A big scaredy cat herself, her moment of zen came when working Universal Halloween Horror Nights in 2007, when backstage, Leatherface came up to her and politely asked if she was sitting on his bag.
“That was when I realized there was people behind the mask, there was a human element of it,” she said.
Dasha Kittredge, whom most would recognize from Delusion, likes to get as close to reality as possible while in character. Whether that means calling someone by name, or just learning about them and using it in some way, it helps make the performance more real. She loves to blur that line, and make the audience question if it is a real moment, or something within the show.
“I love immersive theater because I get that eye contact, that immediate reaction from people. You don’t get that on a film, so it is great to see first hand,” Kittredge said.
To prepare for her roles, she goes into a lot of research.
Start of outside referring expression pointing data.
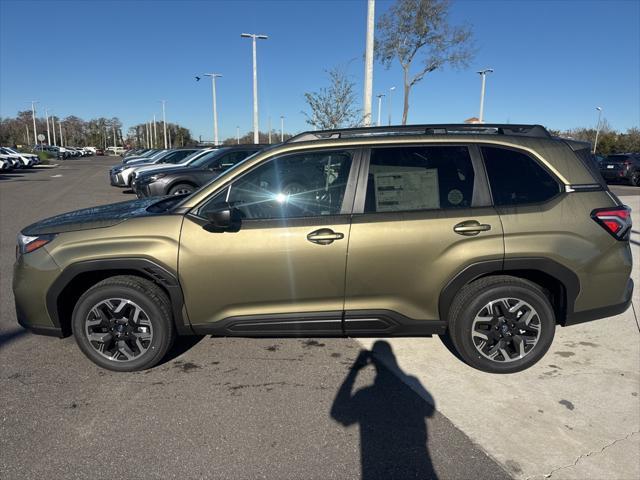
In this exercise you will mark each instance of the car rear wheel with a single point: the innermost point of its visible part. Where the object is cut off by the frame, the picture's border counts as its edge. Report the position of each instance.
(501, 324)
(124, 323)
(181, 189)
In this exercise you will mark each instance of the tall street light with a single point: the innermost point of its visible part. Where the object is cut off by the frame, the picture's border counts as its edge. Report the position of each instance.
(215, 104)
(164, 122)
(483, 74)
(380, 96)
(282, 128)
(595, 144)
(389, 102)
(368, 63)
(46, 115)
(53, 128)
(254, 37)
(33, 116)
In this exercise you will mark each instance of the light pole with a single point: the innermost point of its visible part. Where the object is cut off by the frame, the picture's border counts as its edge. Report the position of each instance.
(483, 74)
(379, 107)
(46, 115)
(389, 102)
(215, 105)
(164, 122)
(33, 116)
(368, 63)
(595, 144)
(155, 132)
(254, 37)
(282, 128)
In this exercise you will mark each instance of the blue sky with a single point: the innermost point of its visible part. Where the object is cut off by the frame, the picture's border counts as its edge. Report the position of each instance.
(554, 61)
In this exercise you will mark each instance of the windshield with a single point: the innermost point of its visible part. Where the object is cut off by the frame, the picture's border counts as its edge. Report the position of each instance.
(203, 160)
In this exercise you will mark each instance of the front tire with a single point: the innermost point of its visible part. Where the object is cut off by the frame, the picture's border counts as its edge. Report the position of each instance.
(501, 324)
(123, 323)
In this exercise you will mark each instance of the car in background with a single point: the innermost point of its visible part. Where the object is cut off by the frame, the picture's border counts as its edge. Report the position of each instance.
(622, 167)
(28, 159)
(181, 180)
(122, 175)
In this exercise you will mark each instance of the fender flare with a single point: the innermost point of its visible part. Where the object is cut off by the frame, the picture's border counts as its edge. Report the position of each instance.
(148, 268)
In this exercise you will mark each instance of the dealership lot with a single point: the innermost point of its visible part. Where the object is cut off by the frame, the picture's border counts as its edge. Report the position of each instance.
(244, 408)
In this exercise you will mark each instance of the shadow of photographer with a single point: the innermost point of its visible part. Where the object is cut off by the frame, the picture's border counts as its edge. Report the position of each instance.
(391, 416)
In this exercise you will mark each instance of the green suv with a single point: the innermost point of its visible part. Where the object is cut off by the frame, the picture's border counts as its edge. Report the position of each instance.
(489, 235)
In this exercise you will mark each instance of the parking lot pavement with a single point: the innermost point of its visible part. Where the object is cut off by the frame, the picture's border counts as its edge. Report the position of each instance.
(574, 415)
(223, 408)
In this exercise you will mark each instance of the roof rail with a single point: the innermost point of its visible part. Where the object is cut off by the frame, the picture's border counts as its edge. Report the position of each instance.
(537, 131)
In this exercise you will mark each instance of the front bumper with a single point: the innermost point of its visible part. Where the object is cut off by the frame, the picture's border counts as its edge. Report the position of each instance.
(33, 274)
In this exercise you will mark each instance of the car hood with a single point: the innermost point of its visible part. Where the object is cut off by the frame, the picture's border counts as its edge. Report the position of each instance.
(95, 217)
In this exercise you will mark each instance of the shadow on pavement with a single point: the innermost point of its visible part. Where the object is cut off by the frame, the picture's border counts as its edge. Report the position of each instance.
(391, 416)
(181, 345)
(8, 337)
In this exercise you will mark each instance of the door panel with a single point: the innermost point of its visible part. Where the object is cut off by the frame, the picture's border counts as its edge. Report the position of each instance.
(424, 216)
(403, 261)
(268, 267)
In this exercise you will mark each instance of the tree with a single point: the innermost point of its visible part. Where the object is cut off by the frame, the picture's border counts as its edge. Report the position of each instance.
(412, 27)
(333, 107)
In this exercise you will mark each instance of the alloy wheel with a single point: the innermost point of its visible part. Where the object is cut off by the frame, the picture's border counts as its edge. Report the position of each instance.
(506, 330)
(118, 329)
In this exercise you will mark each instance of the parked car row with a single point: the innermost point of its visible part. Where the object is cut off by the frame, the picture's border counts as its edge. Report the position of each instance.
(11, 159)
(621, 167)
(66, 152)
(175, 172)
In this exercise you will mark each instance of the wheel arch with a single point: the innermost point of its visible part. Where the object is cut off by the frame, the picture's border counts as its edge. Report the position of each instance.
(78, 277)
(560, 284)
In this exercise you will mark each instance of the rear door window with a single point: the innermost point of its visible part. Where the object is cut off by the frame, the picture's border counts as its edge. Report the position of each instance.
(516, 178)
(419, 178)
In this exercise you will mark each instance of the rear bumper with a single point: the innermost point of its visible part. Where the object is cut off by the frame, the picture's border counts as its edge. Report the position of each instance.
(602, 312)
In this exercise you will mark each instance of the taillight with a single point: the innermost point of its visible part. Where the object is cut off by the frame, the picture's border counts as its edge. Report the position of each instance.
(616, 221)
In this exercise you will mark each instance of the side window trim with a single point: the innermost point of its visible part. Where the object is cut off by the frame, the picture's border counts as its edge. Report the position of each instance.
(481, 181)
(541, 164)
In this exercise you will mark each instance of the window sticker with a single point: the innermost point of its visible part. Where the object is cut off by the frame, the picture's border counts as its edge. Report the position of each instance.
(405, 188)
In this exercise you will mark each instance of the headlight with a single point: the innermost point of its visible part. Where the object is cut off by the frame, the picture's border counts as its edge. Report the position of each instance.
(28, 243)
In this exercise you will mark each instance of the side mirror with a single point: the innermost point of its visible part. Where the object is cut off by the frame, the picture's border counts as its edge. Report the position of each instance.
(220, 221)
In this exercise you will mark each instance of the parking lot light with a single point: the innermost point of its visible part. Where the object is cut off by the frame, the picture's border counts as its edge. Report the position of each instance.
(595, 144)
(164, 122)
(255, 37)
(33, 116)
(215, 105)
(483, 74)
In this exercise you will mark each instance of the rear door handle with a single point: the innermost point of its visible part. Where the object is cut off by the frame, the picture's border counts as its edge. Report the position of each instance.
(471, 228)
(324, 236)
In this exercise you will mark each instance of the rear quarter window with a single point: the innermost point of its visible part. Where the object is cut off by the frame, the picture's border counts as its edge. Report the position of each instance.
(516, 178)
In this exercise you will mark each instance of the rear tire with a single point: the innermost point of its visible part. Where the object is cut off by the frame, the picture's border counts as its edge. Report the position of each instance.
(124, 323)
(501, 324)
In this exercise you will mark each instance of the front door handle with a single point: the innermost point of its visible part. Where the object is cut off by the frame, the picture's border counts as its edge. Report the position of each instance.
(471, 228)
(324, 236)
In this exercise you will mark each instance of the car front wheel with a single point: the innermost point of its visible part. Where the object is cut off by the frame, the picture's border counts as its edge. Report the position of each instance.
(501, 324)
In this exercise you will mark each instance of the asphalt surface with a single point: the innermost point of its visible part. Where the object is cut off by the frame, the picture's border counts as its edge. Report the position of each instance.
(216, 407)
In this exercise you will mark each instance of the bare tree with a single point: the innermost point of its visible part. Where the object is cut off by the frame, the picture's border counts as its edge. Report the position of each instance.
(333, 107)
(412, 27)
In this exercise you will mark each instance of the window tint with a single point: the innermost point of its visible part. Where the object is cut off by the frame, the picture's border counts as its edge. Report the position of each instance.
(304, 185)
(419, 178)
(516, 178)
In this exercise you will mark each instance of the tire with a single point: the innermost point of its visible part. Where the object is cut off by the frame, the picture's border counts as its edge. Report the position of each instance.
(123, 340)
(523, 335)
(181, 188)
She didn’t know much about the world of mediums for Sinister Pointe’s Séance, but researched it heavily, and came out with a newfound respect for it. She also goes out of her way to find objects and props that her character might have, and makes them part of her character, to make it more real.
“Also, vocal warm ups help a lot, especially when doing the same scene over and over again the same night,” she said.
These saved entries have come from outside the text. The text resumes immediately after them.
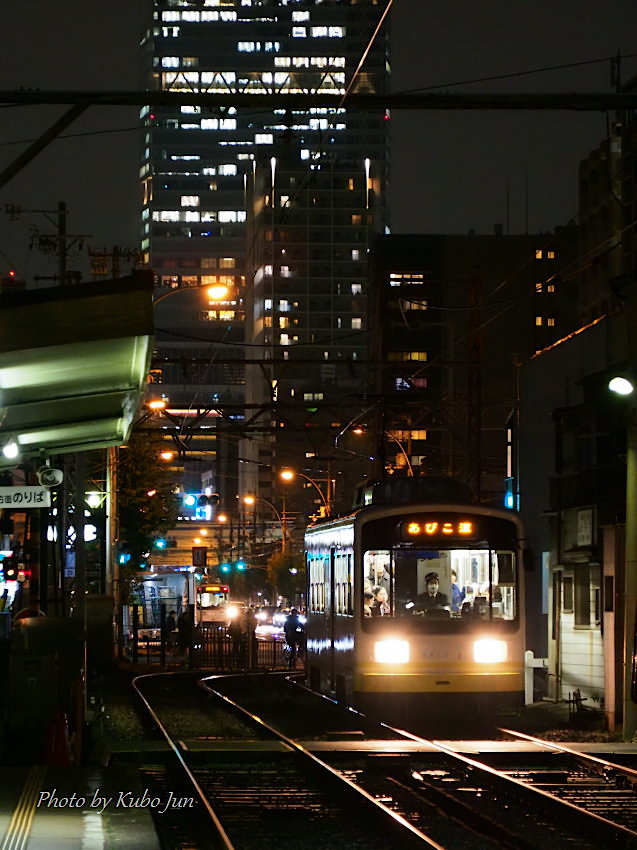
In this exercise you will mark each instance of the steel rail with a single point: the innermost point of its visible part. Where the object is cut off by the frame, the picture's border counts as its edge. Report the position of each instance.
(227, 843)
(502, 776)
(303, 751)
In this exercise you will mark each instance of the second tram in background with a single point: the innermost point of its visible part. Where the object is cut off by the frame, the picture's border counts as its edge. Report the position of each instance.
(415, 603)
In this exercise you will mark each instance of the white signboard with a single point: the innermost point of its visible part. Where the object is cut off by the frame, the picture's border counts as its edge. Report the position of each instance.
(22, 498)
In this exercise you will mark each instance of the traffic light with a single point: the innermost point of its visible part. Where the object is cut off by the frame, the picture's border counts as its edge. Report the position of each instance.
(10, 569)
(165, 543)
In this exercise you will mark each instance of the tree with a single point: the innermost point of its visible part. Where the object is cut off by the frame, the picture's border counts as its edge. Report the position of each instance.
(286, 573)
(147, 503)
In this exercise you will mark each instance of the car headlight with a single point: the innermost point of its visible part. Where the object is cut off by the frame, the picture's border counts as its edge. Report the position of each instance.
(391, 651)
(489, 651)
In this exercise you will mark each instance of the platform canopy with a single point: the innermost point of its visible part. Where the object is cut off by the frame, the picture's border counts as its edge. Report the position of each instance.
(74, 362)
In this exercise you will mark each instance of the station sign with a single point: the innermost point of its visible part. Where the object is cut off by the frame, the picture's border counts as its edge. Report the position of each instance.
(199, 556)
(23, 498)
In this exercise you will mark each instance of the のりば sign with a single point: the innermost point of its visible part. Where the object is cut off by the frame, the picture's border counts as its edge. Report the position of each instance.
(22, 498)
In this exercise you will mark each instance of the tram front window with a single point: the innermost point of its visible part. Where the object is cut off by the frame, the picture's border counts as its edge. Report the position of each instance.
(441, 583)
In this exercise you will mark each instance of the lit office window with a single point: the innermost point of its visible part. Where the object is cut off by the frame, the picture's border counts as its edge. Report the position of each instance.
(231, 216)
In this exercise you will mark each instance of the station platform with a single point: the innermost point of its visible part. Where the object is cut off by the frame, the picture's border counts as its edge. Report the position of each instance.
(73, 808)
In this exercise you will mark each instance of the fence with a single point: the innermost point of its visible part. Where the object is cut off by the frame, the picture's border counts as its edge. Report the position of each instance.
(210, 648)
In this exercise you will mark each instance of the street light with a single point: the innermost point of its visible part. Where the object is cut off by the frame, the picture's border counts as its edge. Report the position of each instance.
(214, 292)
(290, 474)
(624, 387)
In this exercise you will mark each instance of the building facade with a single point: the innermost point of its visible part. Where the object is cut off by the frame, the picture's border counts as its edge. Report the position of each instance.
(275, 207)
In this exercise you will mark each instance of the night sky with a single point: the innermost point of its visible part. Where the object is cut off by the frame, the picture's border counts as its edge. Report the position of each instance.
(450, 171)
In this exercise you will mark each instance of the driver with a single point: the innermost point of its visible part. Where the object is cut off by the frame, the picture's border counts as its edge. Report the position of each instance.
(431, 599)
She also spoke a bit about her proof of concept film, IMAGINARIA, which you can find out more about here.
Benjamin Michael Marsh was last, but certainly not least. Despite acting in challenging shows such as Blackout, Ben admitted that public speaking terrifies him more than anything else he has done. He went through Blackout in 2012 for the first time, and immediately came out of it, asking to speak to the creators because he wanted to be a part of it. Within a day, he had met with Josh Randall, and was working as a swing actor for the male roles.
“I feel as if these intense, personal scenes I have done in Blackout not only helped me as a performer, but also as a person. They help me overcome my own fears and anxieties,” Marsh said.
Ben started his career as a scare actor when, after working in Dora’s Sing-Along at King’s Island, he was invited to join their haunt event. He was hesitant at first, but wound up loving it. Now, he acts in as The Mummy at Universal, at the Virus escape room, and would not disclose where he would be come Halloween.
Abel moderated the panel expertly, weaving his own experiences as a haunt actor into the discussion, and talking about his own actors with those on the panel. Overall, it was a very interesting look into the actor’s mind, to see where they get their inspirations from when they inhabit these roles we all come to love. I already had a great respect for them all, but this broaden it a bit more.